Finding the volume of a cone by cross sections looked difficult to me at first.  Then I starting thinking about calculus and how you might be able to use some calculus in trying to estimate the volume.  If you partition the cone into 2, 4 or more pieces, you could integrate the pieces.  Which essentially is what integration is as it takes small pieces of area and adds them together.  I would try to make horizontal cross sections through the cone, with a known height and radius.  Integrate each part and add up the pieces to get an estimation.  I’m sure there are other ways, but that is what came to mind first.  

I played with Cross Section Flyer and I tried to come up with a general solution different from what I had in my mind (cone is one third of a cylinder)using portioning the cone into many circles which are close to each other and then use the formula for cylinder to estimate the volume of the cone. I think based on the numbers of circles (or small cylinders inside the cone) the estimation can be more or less accurate. With more cylinders we have less free space between cone and cylinders.

Is there a partition into 2 or 4 that might be more accurate than another?

I’m thinking about the volume of a cone is made up of numerous different 2-D circles.
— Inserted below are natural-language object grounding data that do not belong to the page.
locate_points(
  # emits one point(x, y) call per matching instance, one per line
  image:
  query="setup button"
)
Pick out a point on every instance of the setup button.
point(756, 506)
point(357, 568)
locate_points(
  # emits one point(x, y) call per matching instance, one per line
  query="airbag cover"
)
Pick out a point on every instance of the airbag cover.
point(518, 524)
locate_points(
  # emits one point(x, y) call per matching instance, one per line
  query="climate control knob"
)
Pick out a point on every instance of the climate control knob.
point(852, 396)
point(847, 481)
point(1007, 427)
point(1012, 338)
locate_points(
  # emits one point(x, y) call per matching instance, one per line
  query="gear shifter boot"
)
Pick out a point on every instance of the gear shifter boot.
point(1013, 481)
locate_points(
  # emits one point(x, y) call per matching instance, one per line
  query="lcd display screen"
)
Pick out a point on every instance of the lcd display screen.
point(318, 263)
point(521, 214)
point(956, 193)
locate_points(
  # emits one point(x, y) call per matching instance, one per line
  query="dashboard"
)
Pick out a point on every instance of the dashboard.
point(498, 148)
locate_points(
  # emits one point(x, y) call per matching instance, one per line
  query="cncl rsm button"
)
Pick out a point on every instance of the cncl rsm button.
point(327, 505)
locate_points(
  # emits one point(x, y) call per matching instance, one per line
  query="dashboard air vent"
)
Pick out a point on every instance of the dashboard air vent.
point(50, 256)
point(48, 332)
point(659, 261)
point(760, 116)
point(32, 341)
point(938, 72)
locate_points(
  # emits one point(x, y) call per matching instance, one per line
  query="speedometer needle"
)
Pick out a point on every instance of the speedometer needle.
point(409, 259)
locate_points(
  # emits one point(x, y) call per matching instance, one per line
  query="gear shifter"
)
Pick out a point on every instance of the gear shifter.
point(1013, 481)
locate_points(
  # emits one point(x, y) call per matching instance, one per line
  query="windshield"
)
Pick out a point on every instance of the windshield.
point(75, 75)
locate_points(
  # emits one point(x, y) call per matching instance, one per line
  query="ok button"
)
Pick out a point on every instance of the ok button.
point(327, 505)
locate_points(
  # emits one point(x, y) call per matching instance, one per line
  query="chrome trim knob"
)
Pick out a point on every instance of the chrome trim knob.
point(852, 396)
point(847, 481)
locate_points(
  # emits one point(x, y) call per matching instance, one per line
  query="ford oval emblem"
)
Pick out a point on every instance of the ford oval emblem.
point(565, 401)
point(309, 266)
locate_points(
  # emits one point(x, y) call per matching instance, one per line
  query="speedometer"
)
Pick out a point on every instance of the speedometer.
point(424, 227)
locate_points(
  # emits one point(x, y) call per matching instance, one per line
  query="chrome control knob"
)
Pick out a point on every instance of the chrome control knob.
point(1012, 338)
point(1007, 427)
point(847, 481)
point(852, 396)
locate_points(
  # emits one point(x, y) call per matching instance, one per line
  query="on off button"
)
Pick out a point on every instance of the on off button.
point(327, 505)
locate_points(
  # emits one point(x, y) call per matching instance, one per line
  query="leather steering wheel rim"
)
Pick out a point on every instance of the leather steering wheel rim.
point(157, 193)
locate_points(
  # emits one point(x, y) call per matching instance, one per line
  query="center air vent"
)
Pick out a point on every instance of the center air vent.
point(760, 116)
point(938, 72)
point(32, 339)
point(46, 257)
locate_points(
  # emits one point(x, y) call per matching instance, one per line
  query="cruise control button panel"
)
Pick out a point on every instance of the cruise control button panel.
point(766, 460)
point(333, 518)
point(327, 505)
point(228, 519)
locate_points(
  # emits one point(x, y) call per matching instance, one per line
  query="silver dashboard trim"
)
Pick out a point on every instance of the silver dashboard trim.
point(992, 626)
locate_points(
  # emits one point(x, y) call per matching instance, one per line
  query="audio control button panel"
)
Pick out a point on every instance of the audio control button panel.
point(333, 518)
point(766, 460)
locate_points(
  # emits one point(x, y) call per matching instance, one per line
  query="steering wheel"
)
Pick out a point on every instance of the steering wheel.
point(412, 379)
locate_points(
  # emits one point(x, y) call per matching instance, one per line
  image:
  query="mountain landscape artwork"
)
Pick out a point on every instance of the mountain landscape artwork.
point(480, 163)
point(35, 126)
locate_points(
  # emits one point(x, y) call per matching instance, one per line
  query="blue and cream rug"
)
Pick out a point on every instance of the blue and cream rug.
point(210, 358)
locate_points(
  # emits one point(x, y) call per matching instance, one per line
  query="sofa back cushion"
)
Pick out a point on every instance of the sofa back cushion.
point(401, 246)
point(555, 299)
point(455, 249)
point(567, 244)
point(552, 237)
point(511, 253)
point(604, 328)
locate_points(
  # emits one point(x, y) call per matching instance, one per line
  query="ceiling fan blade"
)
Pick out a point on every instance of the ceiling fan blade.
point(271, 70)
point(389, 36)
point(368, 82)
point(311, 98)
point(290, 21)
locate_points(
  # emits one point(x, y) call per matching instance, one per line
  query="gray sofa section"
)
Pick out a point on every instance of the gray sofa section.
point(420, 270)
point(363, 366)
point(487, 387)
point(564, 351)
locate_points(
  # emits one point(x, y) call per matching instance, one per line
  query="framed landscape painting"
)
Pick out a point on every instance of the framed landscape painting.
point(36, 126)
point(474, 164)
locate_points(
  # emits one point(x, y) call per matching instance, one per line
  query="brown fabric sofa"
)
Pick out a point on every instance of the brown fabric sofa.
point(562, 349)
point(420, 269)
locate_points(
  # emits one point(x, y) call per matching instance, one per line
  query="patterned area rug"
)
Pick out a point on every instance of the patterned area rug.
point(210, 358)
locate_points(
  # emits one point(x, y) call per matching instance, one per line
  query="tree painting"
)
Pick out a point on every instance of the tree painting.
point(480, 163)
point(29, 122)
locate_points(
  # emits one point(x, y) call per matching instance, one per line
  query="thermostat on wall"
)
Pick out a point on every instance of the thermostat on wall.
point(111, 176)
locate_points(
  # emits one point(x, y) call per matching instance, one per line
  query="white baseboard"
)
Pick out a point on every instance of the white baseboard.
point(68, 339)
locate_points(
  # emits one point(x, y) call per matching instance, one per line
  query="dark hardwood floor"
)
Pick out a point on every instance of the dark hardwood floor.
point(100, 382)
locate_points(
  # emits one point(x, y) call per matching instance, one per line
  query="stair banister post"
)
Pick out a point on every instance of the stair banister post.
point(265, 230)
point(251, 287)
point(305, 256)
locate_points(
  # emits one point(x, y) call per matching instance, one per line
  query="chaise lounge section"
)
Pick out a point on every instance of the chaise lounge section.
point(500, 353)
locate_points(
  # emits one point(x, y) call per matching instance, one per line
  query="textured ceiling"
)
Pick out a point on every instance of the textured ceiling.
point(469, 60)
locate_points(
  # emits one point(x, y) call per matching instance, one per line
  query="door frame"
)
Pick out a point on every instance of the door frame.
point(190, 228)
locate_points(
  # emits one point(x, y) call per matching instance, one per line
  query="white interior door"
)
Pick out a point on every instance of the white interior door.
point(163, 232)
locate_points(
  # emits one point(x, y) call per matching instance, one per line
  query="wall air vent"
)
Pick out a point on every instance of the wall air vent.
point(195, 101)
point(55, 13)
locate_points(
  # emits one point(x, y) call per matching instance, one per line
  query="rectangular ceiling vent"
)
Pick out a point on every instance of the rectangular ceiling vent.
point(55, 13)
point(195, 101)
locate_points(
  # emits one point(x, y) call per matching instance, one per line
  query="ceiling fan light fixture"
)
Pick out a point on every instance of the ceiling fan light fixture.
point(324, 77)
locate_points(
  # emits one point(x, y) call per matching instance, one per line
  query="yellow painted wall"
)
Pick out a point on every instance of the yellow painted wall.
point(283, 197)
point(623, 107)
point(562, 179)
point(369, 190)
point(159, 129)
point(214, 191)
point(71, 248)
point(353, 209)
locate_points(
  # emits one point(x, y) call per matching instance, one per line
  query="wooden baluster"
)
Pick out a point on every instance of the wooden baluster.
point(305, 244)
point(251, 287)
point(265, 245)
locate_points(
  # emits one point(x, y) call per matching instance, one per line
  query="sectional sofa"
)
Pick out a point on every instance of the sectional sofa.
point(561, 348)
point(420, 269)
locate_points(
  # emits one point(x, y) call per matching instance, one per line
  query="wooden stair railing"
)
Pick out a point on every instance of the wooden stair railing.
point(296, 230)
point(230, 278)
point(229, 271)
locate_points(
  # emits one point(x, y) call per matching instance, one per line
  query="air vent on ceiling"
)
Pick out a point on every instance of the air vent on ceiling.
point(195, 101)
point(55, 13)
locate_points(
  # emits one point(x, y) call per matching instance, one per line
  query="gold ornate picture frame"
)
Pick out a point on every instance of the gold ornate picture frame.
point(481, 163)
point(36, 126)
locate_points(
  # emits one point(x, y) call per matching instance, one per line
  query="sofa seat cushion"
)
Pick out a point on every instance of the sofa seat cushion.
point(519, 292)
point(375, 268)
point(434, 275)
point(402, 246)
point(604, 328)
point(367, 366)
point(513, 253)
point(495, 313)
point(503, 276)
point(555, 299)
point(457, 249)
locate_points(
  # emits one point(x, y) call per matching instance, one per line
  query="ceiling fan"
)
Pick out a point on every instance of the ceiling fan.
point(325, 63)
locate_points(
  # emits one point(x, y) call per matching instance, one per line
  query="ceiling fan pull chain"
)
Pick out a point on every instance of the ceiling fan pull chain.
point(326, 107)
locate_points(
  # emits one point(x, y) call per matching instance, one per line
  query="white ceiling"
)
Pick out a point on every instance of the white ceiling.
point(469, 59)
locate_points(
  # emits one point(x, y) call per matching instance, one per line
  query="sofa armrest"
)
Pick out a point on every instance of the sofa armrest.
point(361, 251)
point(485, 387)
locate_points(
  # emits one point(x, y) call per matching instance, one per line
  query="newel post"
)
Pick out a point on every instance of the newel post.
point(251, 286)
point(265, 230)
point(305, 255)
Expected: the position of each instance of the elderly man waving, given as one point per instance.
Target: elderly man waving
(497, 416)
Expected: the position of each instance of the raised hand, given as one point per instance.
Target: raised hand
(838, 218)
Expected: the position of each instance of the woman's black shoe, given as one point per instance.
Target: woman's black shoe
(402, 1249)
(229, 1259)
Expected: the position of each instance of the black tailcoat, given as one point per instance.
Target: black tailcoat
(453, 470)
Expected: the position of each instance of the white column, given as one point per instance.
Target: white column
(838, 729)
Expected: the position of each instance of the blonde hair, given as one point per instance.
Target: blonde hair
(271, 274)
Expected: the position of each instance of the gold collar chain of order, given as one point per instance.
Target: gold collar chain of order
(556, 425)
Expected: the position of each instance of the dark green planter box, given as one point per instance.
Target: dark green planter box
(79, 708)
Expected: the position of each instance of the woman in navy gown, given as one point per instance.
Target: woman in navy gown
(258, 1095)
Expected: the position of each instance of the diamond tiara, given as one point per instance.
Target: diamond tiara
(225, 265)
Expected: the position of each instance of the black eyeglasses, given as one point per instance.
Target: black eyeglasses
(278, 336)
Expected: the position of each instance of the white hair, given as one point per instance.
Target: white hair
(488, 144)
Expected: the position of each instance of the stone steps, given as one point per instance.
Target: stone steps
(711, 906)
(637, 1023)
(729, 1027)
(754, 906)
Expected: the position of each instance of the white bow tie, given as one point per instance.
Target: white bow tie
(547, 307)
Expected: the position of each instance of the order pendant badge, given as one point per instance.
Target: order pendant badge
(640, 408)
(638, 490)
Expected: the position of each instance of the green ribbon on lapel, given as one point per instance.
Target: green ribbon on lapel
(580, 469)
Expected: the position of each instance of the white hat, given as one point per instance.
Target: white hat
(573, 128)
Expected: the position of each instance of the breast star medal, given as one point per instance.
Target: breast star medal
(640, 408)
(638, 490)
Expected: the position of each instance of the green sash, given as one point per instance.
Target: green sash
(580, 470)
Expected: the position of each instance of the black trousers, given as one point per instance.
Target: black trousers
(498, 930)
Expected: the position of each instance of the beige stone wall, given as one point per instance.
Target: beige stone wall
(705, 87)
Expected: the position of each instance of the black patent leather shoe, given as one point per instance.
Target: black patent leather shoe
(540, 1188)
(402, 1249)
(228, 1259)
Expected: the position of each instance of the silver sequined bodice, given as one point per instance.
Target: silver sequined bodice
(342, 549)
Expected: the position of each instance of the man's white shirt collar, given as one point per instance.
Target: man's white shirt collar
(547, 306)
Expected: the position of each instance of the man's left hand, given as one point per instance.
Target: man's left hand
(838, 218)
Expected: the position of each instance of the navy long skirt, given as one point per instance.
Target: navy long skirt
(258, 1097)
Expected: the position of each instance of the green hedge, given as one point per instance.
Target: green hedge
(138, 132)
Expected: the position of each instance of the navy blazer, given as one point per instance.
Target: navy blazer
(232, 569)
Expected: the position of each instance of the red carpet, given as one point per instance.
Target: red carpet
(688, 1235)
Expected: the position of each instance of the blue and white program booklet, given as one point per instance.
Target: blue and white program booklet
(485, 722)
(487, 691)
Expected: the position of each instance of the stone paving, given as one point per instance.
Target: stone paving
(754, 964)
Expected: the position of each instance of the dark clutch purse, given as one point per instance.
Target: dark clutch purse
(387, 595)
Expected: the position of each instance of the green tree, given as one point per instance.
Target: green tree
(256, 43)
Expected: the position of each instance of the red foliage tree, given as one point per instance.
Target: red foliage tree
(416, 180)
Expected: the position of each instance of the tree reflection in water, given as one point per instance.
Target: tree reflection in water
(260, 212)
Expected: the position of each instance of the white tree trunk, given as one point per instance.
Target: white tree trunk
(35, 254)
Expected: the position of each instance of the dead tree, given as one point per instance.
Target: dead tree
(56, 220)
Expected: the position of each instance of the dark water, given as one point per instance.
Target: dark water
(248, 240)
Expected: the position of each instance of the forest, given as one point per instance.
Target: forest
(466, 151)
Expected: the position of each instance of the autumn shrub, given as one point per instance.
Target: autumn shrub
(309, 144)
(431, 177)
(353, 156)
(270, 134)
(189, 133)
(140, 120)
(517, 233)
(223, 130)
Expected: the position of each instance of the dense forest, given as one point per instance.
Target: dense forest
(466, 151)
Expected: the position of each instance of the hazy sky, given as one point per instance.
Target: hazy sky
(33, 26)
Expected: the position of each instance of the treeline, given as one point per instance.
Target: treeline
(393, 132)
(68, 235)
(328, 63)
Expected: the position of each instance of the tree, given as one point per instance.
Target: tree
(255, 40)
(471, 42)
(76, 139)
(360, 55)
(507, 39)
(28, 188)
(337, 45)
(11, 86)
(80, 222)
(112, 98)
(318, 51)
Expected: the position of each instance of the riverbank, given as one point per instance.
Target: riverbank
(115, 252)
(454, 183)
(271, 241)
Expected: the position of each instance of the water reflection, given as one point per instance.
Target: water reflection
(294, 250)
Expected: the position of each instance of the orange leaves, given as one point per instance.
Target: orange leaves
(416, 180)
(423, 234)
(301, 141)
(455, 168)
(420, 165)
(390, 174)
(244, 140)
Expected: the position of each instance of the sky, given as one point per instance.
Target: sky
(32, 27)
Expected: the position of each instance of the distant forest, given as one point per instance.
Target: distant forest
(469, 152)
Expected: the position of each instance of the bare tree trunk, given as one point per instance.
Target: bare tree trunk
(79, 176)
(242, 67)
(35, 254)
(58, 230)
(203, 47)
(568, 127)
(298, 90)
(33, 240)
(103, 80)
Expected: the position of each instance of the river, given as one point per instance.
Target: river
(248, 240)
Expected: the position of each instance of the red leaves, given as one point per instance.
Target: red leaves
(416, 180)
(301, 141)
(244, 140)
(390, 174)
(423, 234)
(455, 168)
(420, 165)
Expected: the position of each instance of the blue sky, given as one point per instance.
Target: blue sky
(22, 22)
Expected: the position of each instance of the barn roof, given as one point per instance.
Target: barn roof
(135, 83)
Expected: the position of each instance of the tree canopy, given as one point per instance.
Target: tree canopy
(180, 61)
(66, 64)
As the picture shows, I make the slice shape a circle and find its area as r² (r ranges from 0 to the radius (R) of the bottom circle), then the volume of the cone is (0² + 1² + 2² +……..R²) (here we only use integer radius to estimate the cone volume).

I think Benito’s idea is really good. When teaching students the measurement of cone volume, the question—how does a cone form? –should be emphasized. But sorry I don’t quite understand how Benito gets to 5(2r)h. Could you explain more about it?